Zamieszczam tu tekst dotyczący "Opowieści Lasku Wiedeńskiego" von Horwatha, które reżyseruję w olsztyńskim teatrze. W najbliższy piątek premiera. A póki co garść moich przemyśleń, do których impuls stanowił ten dramat i teatralna praca nad nim:
Tekst Horwatha jest przestrogą. Tym
bardziej przejmującą, że dopowiedzianą przez historię. Pisana na początku lat
30. sztuka oddaje stan ducha społeczeństwa austriackiego tuż przed dojściem
Nazistów do władzy w Niemczech. To swoista wiwisekcja życia wewnętrznego tych
ludzi. Zwyczajnych jak my, mających swoje problemy i tak samo jak my obecnie
borykających się ze skutkami kryzysów ekonomicznych wstrząsających światem Zachodu.
Można śmiało założyć, że im większe podobieństwo między tym, co się dzieje
teraz w nas a co działo się w tamtym społeczeństwie – tym realniejsza groźba,
że wszystko znowu potoczy się w podobnym kierunku. Naprawdę, czuć zimny dreszcz
na plecach obcując z „Opowieściami Lasku Wiedeńskiego”.
Żadna z postaci naszej
opowieści nie ma poczucia, że krzywdzi innych. Im więcej zła wyrządza, tym
bardziej sama czuje się ofiarą. W swoim poczuciu robi wiele dla dobra kogoś
innego. Im więcej tego „robienia dobra”, tym większe spustoszenia wokół.
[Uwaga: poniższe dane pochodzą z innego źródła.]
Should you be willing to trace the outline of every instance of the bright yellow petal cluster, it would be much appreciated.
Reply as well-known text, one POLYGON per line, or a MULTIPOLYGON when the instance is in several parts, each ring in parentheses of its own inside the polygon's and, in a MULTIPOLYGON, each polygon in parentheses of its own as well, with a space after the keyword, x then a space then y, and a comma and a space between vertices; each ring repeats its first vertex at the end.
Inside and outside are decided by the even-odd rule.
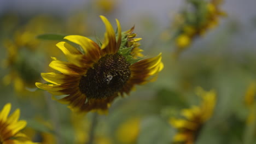
POLYGON ((214 91, 204 91, 198 87, 196 93, 202 98, 200 106, 193 106, 182 110, 184 118, 171 118, 171 124, 177 130, 174 142, 194 143, 203 124, 212 116, 216 105, 216 94, 214 91))
POLYGON ((11 104, 8 103, 0 112, 0 143, 34 143, 20 132, 27 124, 25 121, 19 121, 20 110, 16 110, 8 117, 11 107, 11 104))
POLYGON ((176 19, 173 24, 174 28, 177 29, 177 33, 174 37, 178 48, 177 53, 188 47, 196 37, 203 35, 207 31, 218 25, 219 17, 226 15, 219 8, 221 1, 212 0, 208 2, 202 1, 194 3, 189 1, 192 5, 196 5, 194 11, 185 10, 187 13, 178 14, 177 16, 178 19, 176 19), (191 19, 191 17, 193 19, 191 19))
POLYGON ((68 35, 56 46, 68 62, 53 58, 49 67, 60 73, 42 73, 42 77, 51 83, 37 82, 39 88, 55 95, 66 95, 59 99, 73 110, 87 112, 92 110, 106 111, 119 95, 129 94, 136 85, 142 85, 155 79, 164 68, 161 53, 144 59, 135 38, 134 27, 122 33, 116 20, 117 32, 104 16, 106 32, 100 44, 80 35, 68 35), (112 80, 113 79, 113 80, 112 80))

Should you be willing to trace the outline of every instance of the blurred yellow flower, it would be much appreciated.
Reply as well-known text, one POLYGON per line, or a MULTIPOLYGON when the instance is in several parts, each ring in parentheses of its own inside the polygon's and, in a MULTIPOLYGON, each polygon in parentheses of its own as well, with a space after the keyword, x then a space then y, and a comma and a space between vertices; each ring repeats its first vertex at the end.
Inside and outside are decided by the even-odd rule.
POLYGON ((139 118, 130 118, 118 128, 116 136, 120 142, 124 144, 135 143, 139 133, 139 118))
POLYGON ((118 0, 95 0, 96 6, 103 13, 113 11, 118 4, 118 0))
POLYGON ((187 34, 181 34, 175 40, 177 47, 183 49, 188 47, 191 43, 191 38, 187 34))
MULTIPOLYGON (((44 121, 41 117, 37 117, 36 121, 49 130, 53 130, 52 126, 49 122, 44 121)), ((40 144, 56 143, 55 135, 49 131, 39 131, 30 127, 26 127, 23 131, 28 137, 40 144)))
POLYGON ((196 93, 202 99, 201 105, 182 110, 181 115, 184 118, 170 119, 171 124, 177 130, 173 139, 174 143, 195 143, 203 125, 212 115, 216 105, 215 92, 206 92, 198 87, 196 93))
MULTIPOLYGON (((27 88, 35 87, 34 82, 40 79, 38 70, 43 67, 38 67, 39 61, 37 53, 40 51, 40 41, 36 36, 46 32, 50 28, 54 28, 51 20, 47 17, 36 16, 19 27, 12 38, 3 40, 7 57, 3 60, 3 66, 9 69, 9 74, 3 77, 3 83, 8 85, 13 83, 15 92, 19 94, 27 95, 29 92, 27 88)), ((49 43, 45 44, 45 49, 50 50, 51 55, 54 55, 55 51, 48 45, 49 43)))
POLYGON ((217 26, 219 17, 225 15, 219 8, 222 1, 188 2, 194 8, 185 9, 178 14, 172 26, 178 53, 189 46, 197 36, 203 35, 217 26))
MULTIPOLYGON (((72 113, 71 116, 71 123, 74 129, 75 144, 86 143, 89 139, 89 133, 91 122, 88 118, 85 118, 84 115, 72 113)), ((95 134, 94 143, 110 144, 111 140, 108 137, 95 134)))
POLYGON ((27 124, 25 121, 19 121, 20 110, 16 109, 8 117, 11 107, 11 104, 8 103, 0 112, 0 143, 35 143, 25 134, 20 132, 27 124))
POLYGON ((140 39, 134 39, 136 34, 131 33, 122 33, 117 20, 116 35, 108 20, 100 17, 107 31, 102 45, 80 35, 65 37, 65 39, 79 45, 83 51, 66 41, 57 44, 69 62, 53 58, 49 66, 61 73, 42 73, 43 79, 52 84, 36 83, 37 87, 53 95, 68 95, 59 101, 75 111, 107 112, 116 97, 129 94, 136 85, 155 77, 164 67, 161 53, 143 60, 132 57, 133 46, 127 46, 140 39))

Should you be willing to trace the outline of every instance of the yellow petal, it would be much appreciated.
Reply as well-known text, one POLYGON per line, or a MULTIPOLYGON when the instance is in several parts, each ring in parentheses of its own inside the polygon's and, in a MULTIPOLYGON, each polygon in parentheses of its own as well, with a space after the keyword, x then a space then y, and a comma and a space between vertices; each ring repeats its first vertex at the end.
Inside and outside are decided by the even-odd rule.
POLYGON ((49 66, 62 74, 68 75, 78 75, 84 74, 85 70, 74 64, 58 60, 52 61, 49 66))
POLYGON ((16 123, 20 117, 20 109, 16 109, 14 112, 8 118, 8 122, 10 123, 16 123))
POLYGON ((75 55, 82 54, 76 48, 74 47, 73 46, 71 45, 67 42, 61 41, 57 43, 56 46, 57 46, 65 55, 68 53, 75 55))
POLYGON ((41 76, 45 81, 57 85, 64 83, 64 79, 67 77, 65 74, 55 73, 41 73, 41 76))
MULTIPOLYGON (((117 21, 117 25, 118 27, 118 41, 117 45, 115 46, 115 49, 118 51, 119 50, 120 45, 121 45, 121 42, 122 40, 122 33, 121 31, 122 30, 121 29, 121 25, 120 25, 120 22, 118 21, 118 19, 115 19, 115 21, 117 21)), ((116 51, 117 52, 117 51, 116 51)))
POLYGON ((0 121, 5 121, 7 119, 7 116, 10 112, 11 105, 10 103, 5 104, 0 113, 0 121))
POLYGON ((71 35, 64 39, 79 45, 85 53, 86 58, 92 61, 97 61, 100 57, 100 48, 98 45, 90 39, 78 35, 71 35))
POLYGON ((19 131, 24 128, 27 125, 27 122, 25 121, 20 121, 15 124, 10 125, 9 128, 13 130, 11 131, 12 134, 16 134, 19 131))
POLYGON ((115 41, 115 34, 114 29, 113 29, 112 26, 110 23, 109 21, 104 16, 100 16, 101 20, 105 24, 106 27, 106 35, 107 37, 105 37, 106 39, 108 39, 108 45, 106 46, 104 50, 106 51, 107 53, 111 54, 115 53, 118 51, 119 49, 116 47, 117 41, 115 41))
POLYGON ((46 85, 40 82, 36 82, 36 86, 39 88, 50 91, 58 91, 65 88, 61 86, 53 84, 46 85))

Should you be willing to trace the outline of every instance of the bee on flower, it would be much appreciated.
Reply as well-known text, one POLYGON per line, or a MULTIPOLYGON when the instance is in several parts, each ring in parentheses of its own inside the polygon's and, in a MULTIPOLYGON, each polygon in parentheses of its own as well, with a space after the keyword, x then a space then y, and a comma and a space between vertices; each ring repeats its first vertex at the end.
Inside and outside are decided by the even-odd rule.
POLYGON ((56 46, 68 62, 53 57, 49 66, 59 73, 42 73, 50 83, 36 83, 53 95, 66 95, 57 100, 75 111, 106 112, 115 98, 153 80, 164 67, 161 53, 150 58, 140 57, 137 41, 141 39, 134 38, 134 28, 122 33, 117 20, 116 35, 108 20, 100 17, 106 29, 104 41, 97 44, 80 35, 65 37, 56 46))

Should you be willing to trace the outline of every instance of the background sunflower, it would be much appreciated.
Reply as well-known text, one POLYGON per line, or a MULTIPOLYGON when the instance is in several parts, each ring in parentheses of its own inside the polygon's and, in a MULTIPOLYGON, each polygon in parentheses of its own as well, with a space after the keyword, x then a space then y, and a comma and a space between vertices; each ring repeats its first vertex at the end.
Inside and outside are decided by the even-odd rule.
MULTIPOLYGON (((44 137, 38 134, 46 133, 54 138, 48 139, 54 144, 171 143, 180 131, 170 124, 170 118, 179 118, 182 110, 201 106, 203 100, 195 93, 199 86, 206 92, 214 89, 217 99, 214 111, 209 113, 210 118, 203 122, 196 141, 193 142, 254 143, 255 4, 250 0, 0 1, 0 107, 10 103, 12 110, 20 109, 20 119, 26 120, 27 127, 36 134, 27 136, 34 141, 42 141, 44 137), (184 26, 183 19, 177 16, 185 10, 195 11, 195 8, 200 10, 196 10, 198 13, 195 17, 188 13, 185 23, 199 24, 194 18, 202 15, 209 22, 196 34, 195 28, 184 26), (222 11, 226 15, 223 16, 222 11), (40 73, 58 73, 48 65, 53 61, 51 57, 67 62, 77 56, 72 55, 67 59, 55 46, 63 41, 60 38, 79 35, 98 45, 99 41, 107 45, 108 41, 103 40, 106 39, 105 26, 99 15, 105 16, 111 23, 112 39, 118 39, 115 19, 118 19, 121 34, 127 35, 122 39, 127 43, 122 46, 133 46, 131 56, 150 58, 161 52, 165 68, 158 76, 147 77, 154 82, 136 86, 132 91, 130 87, 123 89, 124 97, 112 101, 108 115, 95 117, 88 112, 79 118, 67 105, 53 100, 68 95, 51 98, 34 84, 45 82, 40 73), (37 17, 41 20, 35 21, 37 17), (186 32, 185 35, 177 34, 179 39, 173 38, 177 33, 172 27, 181 28, 181 31, 174 30, 186 32), (40 34, 51 34, 51 37, 42 39, 40 34), (38 35, 41 39, 36 39, 40 38, 38 35), (177 42, 186 49, 174 58, 177 42), (20 48, 15 48, 18 46, 20 48), (14 58, 16 56, 19 58, 14 58), (125 93, 129 92, 127 97, 125 93), (50 127, 42 124, 38 117, 50 127)), ((140 73, 138 79, 145 71, 141 66, 136 68, 140 73)), ((107 78, 107 83, 113 80, 110 75, 107 78)), ((77 106, 82 103, 73 103, 77 106)), ((14 112, 11 110, 10 113, 14 112)))

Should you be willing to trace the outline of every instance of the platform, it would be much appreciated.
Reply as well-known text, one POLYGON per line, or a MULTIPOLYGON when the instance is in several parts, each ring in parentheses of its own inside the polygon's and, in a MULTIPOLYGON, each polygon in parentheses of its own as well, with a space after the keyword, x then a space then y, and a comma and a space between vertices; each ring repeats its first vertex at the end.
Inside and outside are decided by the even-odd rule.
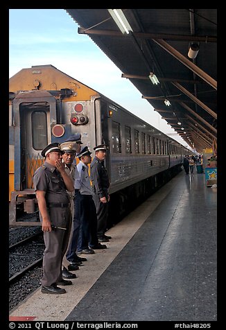
POLYGON ((217 189, 184 171, 107 233, 64 295, 37 289, 10 317, 216 321, 217 189))

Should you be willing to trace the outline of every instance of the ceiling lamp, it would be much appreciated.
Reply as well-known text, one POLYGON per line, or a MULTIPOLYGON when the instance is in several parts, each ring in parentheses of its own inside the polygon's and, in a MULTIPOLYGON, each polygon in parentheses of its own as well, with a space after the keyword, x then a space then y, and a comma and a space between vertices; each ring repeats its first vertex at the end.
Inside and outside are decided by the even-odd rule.
POLYGON ((126 33, 128 35, 130 31, 132 31, 121 9, 107 9, 107 10, 122 33, 126 33))
POLYGON ((191 44, 189 53, 188 53, 189 58, 195 58, 199 50, 200 50, 200 46, 198 44, 196 43, 191 44))
POLYGON ((160 84, 158 78, 157 78, 155 74, 153 73, 153 72, 150 72, 150 75, 148 76, 148 77, 153 85, 160 84))
POLYGON ((170 105, 171 105, 171 103, 170 103, 170 101, 168 100, 167 100, 166 98, 164 101, 164 103, 165 103, 166 105, 167 105, 167 107, 169 107, 170 105))

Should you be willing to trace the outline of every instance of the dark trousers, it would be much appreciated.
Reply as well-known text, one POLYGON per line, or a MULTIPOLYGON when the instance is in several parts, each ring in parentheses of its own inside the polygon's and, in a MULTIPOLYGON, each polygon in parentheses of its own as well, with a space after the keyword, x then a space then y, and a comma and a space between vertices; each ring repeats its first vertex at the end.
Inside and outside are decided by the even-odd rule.
MULTIPOLYGON (((42 286, 57 284, 62 278, 62 263, 68 245, 71 225, 71 210, 68 209, 67 211, 68 225, 66 230, 55 229, 51 232, 44 232, 46 248, 43 257, 42 286)), ((55 209, 54 211, 59 212, 59 209, 55 209)))
POLYGON ((95 193, 94 200, 96 209, 97 216, 97 236, 98 238, 103 237, 107 230, 107 221, 108 216, 108 202, 101 202, 98 196, 95 193))
POLYGON ((80 196, 80 192, 76 189, 73 198, 74 216, 72 221, 69 243, 66 254, 66 258, 70 262, 75 262, 77 257, 76 251, 81 225, 80 196))
POLYGON ((92 195, 80 196, 81 226, 78 251, 94 247, 98 243, 96 234, 96 210, 92 195))

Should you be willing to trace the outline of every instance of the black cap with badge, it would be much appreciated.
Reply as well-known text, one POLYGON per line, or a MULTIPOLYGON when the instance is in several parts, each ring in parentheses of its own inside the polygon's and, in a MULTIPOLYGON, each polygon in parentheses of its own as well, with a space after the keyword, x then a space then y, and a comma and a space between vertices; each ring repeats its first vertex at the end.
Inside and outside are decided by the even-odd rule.
POLYGON ((78 157, 78 158, 80 158, 80 157, 82 156, 85 156, 85 155, 90 155, 92 154, 92 153, 90 153, 90 151, 89 150, 89 148, 87 146, 85 146, 84 148, 82 148, 82 149, 81 150, 81 151, 76 155, 76 157, 78 157))
POLYGON ((58 153, 59 153, 59 151, 61 153, 63 153, 64 152, 60 149, 60 146, 59 144, 58 144, 57 142, 55 142, 53 144, 49 144, 47 146, 46 146, 43 150, 42 151, 41 153, 41 155, 42 157, 46 157, 46 155, 49 153, 51 153, 52 151, 56 151, 58 153))

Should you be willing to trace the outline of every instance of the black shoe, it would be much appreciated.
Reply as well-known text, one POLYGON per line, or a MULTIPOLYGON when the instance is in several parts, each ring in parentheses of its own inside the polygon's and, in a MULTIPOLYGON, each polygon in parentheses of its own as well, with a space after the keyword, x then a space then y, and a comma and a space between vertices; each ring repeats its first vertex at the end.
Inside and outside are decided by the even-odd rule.
POLYGON ((78 270, 79 269, 79 267, 76 263, 70 263, 67 268, 69 270, 78 270))
POLYGON ((66 281, 64 279, 62 279, 61 281, 59 281, 58 283, 58 286, 71 286, 72 284, 71 281, 66 281))
POLYGON ((107 245, 105 245, 105 244, 101 244, 100 243, 98 243, 96 245, 90 246, 90 248, 93 250, 107 249, 107 245))
POLYGON ((73 265, 73 266, 81 266, 82 262, 81 260, 77 260, 76 259, 74 261, 69 261, 69 263, 71 263, 71 265, 73 265))
POLYGON ((81 257, 78 257, 78 256, 76 257, 75 259, 76 259, 76 261, 78 261, 81 262, 87 261, 86 258, 82 258, 81 257))
POLYGON ((81 251, 78 251, 78 253, 84 253, 84 254, 94 254, 95 252, 92 249, 84 249, 81 251))
POLYGON ((64 267, 62 271, 62 276, 63 279, 76 279, 77 276, 76 274, 73 274, 72 272, 70 272, 67 270, 67 269, 64 267))
POLYGON ((50 293, 51 295, 62 295, 66 293, 66 290, 59 288, 59 286, 42 286, 42 293, 50 293))
POLYGON ((109 242, 109 239, 105 238, 105 237, 104 237, 104 236, 98 237, 98 240, 99 242, 109 242))
POLYGON ((111 236, 103 235, 103 237, 104 237, 105 238, 112 239, 112 236, 111 236))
Bezradność egoisty wobec niemożności wyjścia poza pancerz własnego ego.
Nie potrafię poddać
tych postaci łatwym ocenom. Nie chcę. Wiem, że sam wiele razy zachowuję się
właśnie tak jak one – krzywdzę kogoś w poczuciu, że mu pomagam lub że
powinienem tak czynić w imię wyższego celu (jakże często wyższy cel jest
zakamuflowanym interesem własnym!). Tak zostałem wytresowany. Wszyscy
zostaliśmy. Dlatego stanowimy doskonałe obiekty do manipulacji. Wystarczy
zabrać nam ekonomiczne poczucie bezpieczeństwa, abyśmy zaraz zapomnieli, że ci
wśród których przyszło nam żyć, to istoty ludzkie takie jak my.
Mogę się buntować, ale
nie mam żadnych szans w starciu ze społecznymi normami. Społeczeństwo dysponuje
naprawdę szerokim wachlarzem represji: od odsunięcia się ode mnie najbliższych
po odebranie mi możliwości zdobywania środków do życia.
Każde działanie będzie
tylko uruchomieniem kolejnego mechanizmu społecznego, znalezieniem się na z
góry wyznaczonych pozycjach. Możliwości manewru istnieją wyłącznie z pozoru, w
istocie nie są niczym innym jak projekcją ślepego umysłu.
Jedyne co naprawdę
mogę, to próbować zrozumieć. Dlaczego robię coś czego nie chcę albo dlaczego w
jakiejś sytuacji nie uczyniłem tego, co powinienem.
Prawdziwe zrozumienie nie ma nic
wspólnego z ciasnymi ograniczeniami ego. Przeciwnie – otwiera na doświadczenie
tego, co zostało nam dane od samego początku: doświadczenie bycie człowiekiem.